Location: Forests of Maine
37,277 posts, read 61,034,194 times
Reputation: 30164
Quote:
Originally Posted by kellysmith View Post
The mini-split heat pump works well in Aroostook County. I say so because I have two places, both heated with one. The Fujitsu is rated for -19 degrees, but last year when it was -30, they both were cranking out heat like crazy. What does happen is they have a defrost cycle that runs in cold temps to keep frost off the coils. The defrost cycle doesn't put heat into the space, but it might run for 90 seconds every half hour in real cold weather. As for cost to operate, I have electric hot water at both places. Instant on at one and electric water heater at other, so that chews up electricity, and I didn't have an electric bill over $90 a month at either place.

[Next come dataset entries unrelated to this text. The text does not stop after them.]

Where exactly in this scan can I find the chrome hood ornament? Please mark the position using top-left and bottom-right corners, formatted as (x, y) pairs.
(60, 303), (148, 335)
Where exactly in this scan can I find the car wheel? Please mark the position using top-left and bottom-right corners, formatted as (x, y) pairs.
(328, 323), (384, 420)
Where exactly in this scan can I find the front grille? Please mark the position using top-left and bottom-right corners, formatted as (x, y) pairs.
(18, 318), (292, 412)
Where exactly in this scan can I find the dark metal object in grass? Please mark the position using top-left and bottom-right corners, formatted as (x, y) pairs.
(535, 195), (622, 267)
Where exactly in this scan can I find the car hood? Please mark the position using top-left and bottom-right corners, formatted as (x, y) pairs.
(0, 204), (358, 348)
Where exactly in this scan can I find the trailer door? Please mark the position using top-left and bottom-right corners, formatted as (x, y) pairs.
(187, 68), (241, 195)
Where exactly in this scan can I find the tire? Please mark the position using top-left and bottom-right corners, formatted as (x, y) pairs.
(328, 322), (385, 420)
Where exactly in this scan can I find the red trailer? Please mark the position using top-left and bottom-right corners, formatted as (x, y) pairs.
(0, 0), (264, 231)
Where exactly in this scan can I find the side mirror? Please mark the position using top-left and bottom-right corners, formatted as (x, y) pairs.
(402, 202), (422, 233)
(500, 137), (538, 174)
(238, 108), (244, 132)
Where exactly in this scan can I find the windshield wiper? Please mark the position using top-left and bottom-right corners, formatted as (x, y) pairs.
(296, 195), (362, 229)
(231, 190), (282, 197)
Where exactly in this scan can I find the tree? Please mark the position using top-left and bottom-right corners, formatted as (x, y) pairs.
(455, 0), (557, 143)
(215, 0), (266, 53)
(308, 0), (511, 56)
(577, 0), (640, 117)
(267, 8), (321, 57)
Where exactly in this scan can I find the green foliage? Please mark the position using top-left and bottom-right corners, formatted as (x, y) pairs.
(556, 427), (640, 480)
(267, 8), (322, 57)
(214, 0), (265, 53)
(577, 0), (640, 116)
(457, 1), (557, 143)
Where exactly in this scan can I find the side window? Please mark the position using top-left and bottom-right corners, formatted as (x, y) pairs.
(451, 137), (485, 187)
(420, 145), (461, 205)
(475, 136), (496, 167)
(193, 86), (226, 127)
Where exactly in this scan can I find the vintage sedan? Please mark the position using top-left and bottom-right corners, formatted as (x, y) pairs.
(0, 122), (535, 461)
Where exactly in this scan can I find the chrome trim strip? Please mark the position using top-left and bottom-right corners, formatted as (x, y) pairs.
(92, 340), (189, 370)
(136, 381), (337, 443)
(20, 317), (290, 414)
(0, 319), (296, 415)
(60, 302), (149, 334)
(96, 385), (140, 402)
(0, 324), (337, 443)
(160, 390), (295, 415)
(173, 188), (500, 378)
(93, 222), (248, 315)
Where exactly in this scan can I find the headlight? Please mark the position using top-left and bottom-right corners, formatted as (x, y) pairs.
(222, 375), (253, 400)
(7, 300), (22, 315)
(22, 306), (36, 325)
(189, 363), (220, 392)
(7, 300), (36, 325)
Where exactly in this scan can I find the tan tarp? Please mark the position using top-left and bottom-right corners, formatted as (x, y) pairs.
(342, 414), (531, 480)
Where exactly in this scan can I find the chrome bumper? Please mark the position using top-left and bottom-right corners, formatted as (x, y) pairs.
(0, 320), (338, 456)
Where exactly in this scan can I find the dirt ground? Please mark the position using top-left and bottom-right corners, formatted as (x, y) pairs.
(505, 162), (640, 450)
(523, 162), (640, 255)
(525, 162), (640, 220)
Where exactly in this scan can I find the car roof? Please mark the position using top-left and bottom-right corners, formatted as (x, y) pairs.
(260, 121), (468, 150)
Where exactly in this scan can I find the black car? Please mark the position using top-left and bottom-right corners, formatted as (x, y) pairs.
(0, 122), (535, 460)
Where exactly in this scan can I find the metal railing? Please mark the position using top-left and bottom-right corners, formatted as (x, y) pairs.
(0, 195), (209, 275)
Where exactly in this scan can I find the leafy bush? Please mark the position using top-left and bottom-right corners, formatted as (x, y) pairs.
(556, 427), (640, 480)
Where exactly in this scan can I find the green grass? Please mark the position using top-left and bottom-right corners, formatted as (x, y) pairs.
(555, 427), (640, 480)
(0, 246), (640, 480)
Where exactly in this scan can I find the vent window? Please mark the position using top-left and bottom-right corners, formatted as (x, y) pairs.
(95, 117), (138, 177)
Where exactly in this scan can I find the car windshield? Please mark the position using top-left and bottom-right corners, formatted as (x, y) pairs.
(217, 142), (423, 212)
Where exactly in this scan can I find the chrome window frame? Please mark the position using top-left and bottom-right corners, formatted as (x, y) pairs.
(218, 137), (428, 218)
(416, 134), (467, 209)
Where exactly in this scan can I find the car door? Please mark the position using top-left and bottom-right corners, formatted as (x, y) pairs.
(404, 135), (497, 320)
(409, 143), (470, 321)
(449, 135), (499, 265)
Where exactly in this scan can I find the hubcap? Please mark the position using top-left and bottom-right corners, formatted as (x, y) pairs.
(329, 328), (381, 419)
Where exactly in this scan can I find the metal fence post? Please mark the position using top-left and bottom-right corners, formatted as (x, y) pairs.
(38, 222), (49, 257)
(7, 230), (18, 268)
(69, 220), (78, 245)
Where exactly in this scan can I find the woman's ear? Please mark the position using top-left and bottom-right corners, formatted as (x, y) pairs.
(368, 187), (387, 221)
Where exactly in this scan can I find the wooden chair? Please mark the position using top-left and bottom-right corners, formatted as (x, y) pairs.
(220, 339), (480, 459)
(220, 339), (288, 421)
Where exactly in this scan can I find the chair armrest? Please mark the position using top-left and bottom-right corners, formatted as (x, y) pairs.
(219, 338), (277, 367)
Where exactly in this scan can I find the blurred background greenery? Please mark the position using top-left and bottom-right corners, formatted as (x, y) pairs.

Mini-split heat pumps work very well in Maine.
That is great

I wonder then if beyond simply 'Mini-split with variable speed compressor', the addition of the defrost cycle is what makes the difference then?

I have been listening to 'Hot and Cold', Saturday mornings on 103.9FM with Dick Hill phd and Tom Gozce. It seems that contractors have been installing heat-pumps for years and there have been university studies done, as each improvement gets them closer to being functional year-round.

It sounds like there have been a lot of previous generations of heat-pumps installed that can not provide heat in winter. I am glad to hear that with the defrost cycle it works so well for you.